Re: [PATCH] epoll: Fix UAF dentry name access in wakeup source setup
From: Jann Horn
Date: Tue Apr 28 2020 - 23:30:44 EST
On Wed, Apr 29, 2020 at 4:46 AM Al Viro <viro@xxxxxxxxxxxxxxxxxx> wrote:
> On Wed, Apr 29, 2020 at 04:31:04AM +0200, Jann Horn wrote:
> > I'm guessing this will go through akpm's tree?
> >
> > fs/eventpoll.c | 7 ++++---
> > 1 file changed, 4 insertions(+), 3 deletions(-)
> >
> > diff --git a/fs/eventpoll.c b/fs/eventpoll.c
> > index 8c596641a72b0..5052a41670479 100644
> > --- a/fs/eventpoll.c
> > +++ b/fs/eventpoll.c
> > @@ -1450,7 +1450,7 @@ static int reverse_path_check(void)
> >
> > static int ep_create_wakeup_source(struct epitem *epi)
> > {
> > - const char *name;
> > + struct name_snapshot name;
> > struct wakeup_source *ws;
> >
> > if (!epi->ep->ws) {
> > @@ -1459,8 +1459,9 @@ static int ep_create_wakeup_source(struct epitem *epi)
> > return -ENOMEM;
> > }
> >
> > - name = epi->ffd.file->f_path.dentry->d_name.name;
> > - ws = wakeup_source_register(NULL, name);
> > + take_dentry_name_snapshot(&name, epi->ffd.file->f_path.dentry);
> > + ws = wakeup_source_register(NULL, name.name.name);
> > + release_dentry_name_snapshot(&name);
>
> I'm not sure I like it.
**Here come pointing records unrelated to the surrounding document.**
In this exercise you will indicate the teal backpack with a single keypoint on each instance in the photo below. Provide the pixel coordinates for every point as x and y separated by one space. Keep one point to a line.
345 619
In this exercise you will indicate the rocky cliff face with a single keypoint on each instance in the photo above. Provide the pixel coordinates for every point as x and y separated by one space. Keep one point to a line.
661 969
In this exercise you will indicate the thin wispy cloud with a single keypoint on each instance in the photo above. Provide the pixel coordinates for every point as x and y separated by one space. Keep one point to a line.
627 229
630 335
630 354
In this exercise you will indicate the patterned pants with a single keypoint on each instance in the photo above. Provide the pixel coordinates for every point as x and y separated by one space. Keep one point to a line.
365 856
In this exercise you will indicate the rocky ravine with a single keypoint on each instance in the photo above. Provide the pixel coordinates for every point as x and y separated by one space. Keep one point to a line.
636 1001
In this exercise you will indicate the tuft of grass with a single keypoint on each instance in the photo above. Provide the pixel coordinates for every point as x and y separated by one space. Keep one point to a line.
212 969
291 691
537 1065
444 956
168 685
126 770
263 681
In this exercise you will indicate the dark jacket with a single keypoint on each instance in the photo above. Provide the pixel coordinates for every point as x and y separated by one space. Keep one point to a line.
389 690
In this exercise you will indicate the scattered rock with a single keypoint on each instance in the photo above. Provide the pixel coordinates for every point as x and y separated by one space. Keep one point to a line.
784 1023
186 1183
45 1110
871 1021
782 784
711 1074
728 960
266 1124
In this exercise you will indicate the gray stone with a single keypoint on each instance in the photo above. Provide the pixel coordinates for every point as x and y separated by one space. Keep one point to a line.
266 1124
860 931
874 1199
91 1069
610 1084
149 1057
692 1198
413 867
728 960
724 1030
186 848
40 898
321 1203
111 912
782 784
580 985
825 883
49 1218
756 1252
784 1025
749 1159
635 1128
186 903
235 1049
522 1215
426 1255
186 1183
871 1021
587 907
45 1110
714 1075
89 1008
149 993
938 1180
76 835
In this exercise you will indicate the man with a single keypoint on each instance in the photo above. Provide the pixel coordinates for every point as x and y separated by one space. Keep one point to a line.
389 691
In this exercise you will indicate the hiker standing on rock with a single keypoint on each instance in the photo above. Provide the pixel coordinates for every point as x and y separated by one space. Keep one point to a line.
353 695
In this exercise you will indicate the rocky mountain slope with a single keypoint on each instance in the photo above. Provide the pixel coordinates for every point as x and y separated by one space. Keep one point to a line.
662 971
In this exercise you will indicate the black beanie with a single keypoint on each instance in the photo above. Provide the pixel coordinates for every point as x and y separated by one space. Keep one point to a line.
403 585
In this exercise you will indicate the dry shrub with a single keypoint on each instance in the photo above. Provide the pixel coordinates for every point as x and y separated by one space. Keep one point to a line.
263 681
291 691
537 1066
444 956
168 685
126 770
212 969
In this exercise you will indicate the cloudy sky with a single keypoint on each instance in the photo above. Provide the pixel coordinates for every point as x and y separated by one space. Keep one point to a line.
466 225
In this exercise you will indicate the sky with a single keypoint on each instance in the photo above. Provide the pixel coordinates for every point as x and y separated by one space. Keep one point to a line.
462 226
Sure, it won't get freed under you that way; it still
> can go absolutely stale by the time you return from wakeup_source_register().
> What is it being used for?
The one user I'm aware of is Android; they use EPOLLWAKEUP in the
following places:
https://cs.android.com/search?q=EPOLLWAKEUP%20-file:strace%20-file:uapi%2F%20-file:syscall%2Fzerrors%20-file:sys%2Funix%2Fzerrors%20-file:prebuilts%2F%20-file:mod.rs%20-file:libcap-ng%2F%20-file:tests%2F&sq=
I see timerfds, /dev/input/event*, some other stuff with input devices
and video devices, binder, netlink socket, and some other stuff like
that - nothing that's actually likely to be renamed.
Searching on cs.android.com for places that parse this stuff, there
seems to be some code that uploads it as part of bug reports or
something (?), and some parser whose precise purpose I can't figure
out right now:
<https://cs.android.com/android/platform/superproject/+/master:frameworks/base/core/java/com/android/internal/os/KernelWakelockReader.java;l=210?q=%2Fwakeup_sources%20-file:sepolicy%20&ss=android>
(Arve might know what this is actually good for.)
Anyway, I don't think that name is actually particularly critical to
the correct functioning of the system; and the bug is a memory
corruption issue, so we should fix it somehow. And adding
infrastructure to power management so that it can invoke a callback to
figure out the (potentially, under rare circumstances, changing) name
of a wakeup source seems like a bit of overkill to me.